El funcionario advirtió que la seguridad y bienestar del boxeador Casimiro y su equipo estuvieron "en peligro", en el marco de la escandalosa pelea desatada en Mar del Plata.

El violento incidente, en el que se arrojaron al ring toda clase de objetos, además de prolongarse las escenas de pugilato, se produjo inmediatamente después que Casimiro se alzara con la corona interina de la categoría minimosca, en versión de la Federación Internacional de Box (FIB).

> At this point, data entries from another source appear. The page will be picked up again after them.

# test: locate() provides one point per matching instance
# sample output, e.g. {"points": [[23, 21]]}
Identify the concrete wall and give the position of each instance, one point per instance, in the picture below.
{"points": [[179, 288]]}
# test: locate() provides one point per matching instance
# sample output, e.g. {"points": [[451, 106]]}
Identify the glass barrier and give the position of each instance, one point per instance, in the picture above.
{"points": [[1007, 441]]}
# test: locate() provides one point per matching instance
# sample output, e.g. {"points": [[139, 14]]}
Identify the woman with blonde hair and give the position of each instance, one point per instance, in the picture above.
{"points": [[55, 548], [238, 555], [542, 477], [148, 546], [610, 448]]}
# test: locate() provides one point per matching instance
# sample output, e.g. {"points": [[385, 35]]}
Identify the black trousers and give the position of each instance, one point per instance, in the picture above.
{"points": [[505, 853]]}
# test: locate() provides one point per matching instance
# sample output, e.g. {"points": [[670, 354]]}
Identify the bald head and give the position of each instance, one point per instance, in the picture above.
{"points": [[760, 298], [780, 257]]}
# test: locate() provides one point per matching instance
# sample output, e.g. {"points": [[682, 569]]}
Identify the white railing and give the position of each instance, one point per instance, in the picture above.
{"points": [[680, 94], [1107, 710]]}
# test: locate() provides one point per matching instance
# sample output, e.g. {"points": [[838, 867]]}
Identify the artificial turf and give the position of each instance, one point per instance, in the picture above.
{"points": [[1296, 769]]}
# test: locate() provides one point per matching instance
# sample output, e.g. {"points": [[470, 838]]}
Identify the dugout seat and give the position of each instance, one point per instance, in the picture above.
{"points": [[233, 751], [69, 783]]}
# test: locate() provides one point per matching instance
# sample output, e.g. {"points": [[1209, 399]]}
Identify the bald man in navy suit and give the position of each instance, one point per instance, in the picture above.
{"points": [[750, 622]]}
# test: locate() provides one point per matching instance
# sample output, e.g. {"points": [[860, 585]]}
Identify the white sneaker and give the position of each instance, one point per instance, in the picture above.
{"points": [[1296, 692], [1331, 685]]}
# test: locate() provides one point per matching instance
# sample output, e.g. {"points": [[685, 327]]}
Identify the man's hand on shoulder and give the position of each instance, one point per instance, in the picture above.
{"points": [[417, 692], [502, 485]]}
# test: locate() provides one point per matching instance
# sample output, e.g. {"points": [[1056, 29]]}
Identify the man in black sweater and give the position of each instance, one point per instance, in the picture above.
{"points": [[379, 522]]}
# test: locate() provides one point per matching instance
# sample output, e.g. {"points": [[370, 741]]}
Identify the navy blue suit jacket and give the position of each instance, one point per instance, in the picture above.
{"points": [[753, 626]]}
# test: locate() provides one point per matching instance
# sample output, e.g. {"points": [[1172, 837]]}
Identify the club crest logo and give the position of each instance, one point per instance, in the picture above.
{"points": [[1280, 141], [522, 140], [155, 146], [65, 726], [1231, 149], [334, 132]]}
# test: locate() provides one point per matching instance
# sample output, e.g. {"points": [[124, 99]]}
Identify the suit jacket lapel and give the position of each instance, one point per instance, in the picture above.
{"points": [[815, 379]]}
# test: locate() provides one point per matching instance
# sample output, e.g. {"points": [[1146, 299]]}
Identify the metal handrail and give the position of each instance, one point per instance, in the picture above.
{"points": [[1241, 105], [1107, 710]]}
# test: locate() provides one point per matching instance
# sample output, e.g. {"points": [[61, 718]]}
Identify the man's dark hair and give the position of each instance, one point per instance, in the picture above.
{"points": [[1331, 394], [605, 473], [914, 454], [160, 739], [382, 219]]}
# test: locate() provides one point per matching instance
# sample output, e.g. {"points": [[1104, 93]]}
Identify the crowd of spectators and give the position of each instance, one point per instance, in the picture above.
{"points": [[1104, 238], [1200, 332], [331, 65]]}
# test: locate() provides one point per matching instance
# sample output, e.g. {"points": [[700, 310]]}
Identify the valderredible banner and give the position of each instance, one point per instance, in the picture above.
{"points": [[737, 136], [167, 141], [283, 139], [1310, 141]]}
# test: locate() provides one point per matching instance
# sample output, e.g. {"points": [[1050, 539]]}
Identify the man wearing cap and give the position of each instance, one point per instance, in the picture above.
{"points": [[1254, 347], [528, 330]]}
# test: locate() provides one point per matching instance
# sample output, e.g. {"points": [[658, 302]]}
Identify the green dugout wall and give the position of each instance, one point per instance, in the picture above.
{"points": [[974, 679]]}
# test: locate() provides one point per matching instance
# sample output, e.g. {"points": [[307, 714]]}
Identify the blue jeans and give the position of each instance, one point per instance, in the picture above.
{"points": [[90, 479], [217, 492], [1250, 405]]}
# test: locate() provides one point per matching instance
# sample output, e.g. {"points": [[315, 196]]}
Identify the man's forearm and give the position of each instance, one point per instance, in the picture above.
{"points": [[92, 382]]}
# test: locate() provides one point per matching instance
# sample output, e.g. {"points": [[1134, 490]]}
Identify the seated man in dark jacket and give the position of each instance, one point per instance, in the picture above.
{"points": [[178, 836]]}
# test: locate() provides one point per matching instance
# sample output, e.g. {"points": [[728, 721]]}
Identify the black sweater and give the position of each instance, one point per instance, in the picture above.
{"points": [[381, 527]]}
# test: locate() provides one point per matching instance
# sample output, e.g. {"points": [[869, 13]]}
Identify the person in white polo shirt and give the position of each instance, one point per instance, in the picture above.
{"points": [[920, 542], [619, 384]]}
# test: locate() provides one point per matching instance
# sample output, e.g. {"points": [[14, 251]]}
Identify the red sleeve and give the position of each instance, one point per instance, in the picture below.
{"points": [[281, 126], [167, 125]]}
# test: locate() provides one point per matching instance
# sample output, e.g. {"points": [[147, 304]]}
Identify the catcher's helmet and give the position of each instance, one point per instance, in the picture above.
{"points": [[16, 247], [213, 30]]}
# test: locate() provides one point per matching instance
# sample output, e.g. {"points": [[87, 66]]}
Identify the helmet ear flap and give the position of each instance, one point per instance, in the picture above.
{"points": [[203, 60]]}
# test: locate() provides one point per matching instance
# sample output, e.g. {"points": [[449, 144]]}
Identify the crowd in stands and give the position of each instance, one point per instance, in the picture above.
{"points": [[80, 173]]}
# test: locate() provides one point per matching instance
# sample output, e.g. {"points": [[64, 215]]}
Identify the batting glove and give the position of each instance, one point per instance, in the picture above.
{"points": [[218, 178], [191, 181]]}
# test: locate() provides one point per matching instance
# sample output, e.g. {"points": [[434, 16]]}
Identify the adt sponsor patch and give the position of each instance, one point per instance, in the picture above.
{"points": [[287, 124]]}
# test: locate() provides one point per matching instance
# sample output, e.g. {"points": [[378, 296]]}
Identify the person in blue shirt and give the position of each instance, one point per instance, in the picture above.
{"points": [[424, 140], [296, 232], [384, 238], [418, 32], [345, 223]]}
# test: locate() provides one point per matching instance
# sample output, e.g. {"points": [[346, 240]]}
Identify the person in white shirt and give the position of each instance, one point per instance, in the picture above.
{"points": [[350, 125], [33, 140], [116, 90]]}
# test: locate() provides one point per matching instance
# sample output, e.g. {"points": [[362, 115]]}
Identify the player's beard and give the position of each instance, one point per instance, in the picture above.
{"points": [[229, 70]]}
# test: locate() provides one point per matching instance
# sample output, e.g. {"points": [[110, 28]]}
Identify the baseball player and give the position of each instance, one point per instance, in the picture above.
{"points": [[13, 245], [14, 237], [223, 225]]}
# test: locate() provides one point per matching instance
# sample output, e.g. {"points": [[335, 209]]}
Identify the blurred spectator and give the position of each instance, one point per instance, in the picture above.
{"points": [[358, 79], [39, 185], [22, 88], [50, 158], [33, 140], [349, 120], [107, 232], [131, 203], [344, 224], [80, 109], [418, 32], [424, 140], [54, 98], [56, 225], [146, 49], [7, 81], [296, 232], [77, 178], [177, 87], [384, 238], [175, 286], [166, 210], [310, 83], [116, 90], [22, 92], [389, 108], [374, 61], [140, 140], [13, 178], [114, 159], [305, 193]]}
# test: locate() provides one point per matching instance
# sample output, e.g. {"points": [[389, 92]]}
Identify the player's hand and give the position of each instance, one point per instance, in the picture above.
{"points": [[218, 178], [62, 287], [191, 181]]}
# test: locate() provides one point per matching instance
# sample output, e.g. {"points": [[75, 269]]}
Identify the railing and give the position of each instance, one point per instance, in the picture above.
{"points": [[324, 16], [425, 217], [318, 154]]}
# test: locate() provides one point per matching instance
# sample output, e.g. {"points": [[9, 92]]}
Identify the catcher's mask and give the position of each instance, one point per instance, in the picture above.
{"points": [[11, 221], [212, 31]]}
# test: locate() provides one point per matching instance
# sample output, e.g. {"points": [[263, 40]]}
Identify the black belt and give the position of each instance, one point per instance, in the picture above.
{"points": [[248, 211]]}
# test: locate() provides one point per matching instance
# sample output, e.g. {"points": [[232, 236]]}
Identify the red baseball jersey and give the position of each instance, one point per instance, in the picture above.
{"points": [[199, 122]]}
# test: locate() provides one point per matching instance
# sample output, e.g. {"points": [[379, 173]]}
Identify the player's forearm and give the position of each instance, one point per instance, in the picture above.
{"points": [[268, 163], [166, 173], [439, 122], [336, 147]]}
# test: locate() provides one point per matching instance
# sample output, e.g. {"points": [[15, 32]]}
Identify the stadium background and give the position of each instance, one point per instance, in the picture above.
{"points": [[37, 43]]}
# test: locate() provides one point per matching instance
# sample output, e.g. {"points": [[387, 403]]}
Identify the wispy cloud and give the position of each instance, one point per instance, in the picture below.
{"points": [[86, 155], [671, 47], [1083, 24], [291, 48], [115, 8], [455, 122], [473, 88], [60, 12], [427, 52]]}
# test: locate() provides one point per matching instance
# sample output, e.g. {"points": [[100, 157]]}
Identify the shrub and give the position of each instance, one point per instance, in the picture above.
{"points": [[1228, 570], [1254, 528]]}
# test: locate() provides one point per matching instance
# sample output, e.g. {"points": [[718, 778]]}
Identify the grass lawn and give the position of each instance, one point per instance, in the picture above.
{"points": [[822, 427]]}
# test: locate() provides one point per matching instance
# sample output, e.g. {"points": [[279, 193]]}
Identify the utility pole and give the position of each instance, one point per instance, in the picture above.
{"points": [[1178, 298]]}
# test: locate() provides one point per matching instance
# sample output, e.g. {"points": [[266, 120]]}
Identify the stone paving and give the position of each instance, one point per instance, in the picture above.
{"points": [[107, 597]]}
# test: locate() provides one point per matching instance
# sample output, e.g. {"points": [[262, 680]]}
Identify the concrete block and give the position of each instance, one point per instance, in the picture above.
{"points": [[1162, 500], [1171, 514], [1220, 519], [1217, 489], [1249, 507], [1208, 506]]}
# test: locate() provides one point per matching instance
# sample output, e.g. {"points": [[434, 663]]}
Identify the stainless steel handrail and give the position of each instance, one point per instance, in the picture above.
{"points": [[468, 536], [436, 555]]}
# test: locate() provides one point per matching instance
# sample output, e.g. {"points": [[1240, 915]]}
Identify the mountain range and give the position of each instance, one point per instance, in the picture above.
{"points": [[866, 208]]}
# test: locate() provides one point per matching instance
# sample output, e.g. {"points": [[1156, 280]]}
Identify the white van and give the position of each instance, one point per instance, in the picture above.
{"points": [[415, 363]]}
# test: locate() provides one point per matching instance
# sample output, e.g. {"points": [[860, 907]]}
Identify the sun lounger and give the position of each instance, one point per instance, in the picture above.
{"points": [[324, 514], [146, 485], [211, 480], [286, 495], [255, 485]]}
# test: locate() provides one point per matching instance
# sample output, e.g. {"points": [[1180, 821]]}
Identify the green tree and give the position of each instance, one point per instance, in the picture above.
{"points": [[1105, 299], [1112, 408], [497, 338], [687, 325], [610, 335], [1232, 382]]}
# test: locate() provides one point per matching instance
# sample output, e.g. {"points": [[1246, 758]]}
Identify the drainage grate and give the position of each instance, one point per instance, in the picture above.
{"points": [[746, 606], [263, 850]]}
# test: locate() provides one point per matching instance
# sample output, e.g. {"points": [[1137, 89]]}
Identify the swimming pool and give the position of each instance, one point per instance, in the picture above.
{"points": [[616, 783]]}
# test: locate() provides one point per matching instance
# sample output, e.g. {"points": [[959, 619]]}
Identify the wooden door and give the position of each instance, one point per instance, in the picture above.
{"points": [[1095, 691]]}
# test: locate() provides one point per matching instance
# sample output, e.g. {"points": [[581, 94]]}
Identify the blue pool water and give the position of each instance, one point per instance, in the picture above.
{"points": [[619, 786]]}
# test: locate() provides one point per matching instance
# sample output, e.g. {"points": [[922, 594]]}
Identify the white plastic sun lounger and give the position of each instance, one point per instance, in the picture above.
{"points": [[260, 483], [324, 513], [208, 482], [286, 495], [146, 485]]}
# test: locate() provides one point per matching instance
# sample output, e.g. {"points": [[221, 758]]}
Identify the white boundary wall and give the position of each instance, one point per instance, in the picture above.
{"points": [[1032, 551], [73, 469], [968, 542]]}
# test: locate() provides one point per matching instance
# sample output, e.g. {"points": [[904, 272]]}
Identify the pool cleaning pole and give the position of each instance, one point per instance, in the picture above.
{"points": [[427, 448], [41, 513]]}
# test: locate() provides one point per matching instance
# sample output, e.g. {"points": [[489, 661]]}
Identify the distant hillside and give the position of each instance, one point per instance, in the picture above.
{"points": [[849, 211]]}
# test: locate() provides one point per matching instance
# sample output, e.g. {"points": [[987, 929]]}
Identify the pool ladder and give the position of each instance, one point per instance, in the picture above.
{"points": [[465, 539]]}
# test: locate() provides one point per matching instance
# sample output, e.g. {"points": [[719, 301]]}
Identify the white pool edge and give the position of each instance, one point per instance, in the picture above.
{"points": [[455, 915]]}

Luego de una pelea plagada de irregularidades, que lo tuvo a Luis "Mosquito" Lazarte, y después a su rival, muy lejos del respeto por el reglamento, el público local no soportó la derrota de su crédito e invadió para configurar una de las veladas más escandalosas de la historia del boxeo argentino.

En medio de los cabezazos, agarrones y hasta puntapiés que se producían en la pelea, el filipino se mostró como el más contundente en los últimos rounds.

En el décimo round el árbitro decidió detener el castigo al argentino y decreto el nocaut técnico, un segundo antes de que cayera sobre el ring la primera silla y varios integrantes del público acudieran a agredir tanto a Casimiro como a sus colaboradores, que tuvieron que escapar a la carrera.